Self-learning Sensors Technology for Optimal Measurement Planning

Complex sensing systems, in particular those focused on physically interpreted signal generation and interaction volumes applying acoustical, ultrasound-based, thermal or radiographical techniques for materials and products and using sophisticated and closely interacting microelectronics, generate a massive amount of data (big sensor data with several terabytes). The acquisition of this data and its processing to relevant signal information requires short processing times near real-time. The contained information is supposed to be compressed without loss, transferred in following data streams and allocated for further processing.

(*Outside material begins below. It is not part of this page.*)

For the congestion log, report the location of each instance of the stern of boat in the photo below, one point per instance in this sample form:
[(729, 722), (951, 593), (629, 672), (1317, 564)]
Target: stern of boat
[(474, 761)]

Such an approach demands measurements and subsequent signal processing not to be considered separately but as one unit. It is feasible when appropriate, physically motivated models of the measurement process are accessible which allow derivations for optimized measurement planning. Therefore, the modelling of test processes is essential for this project.

The aim is to establish algorithmic developments and microelectronic implementations for ‘slim’ (narrowed down to the most necessary) signal generation, and techniques for adaptive signal acquisition and electronics-related, lossless signal processing reduced to relevant data.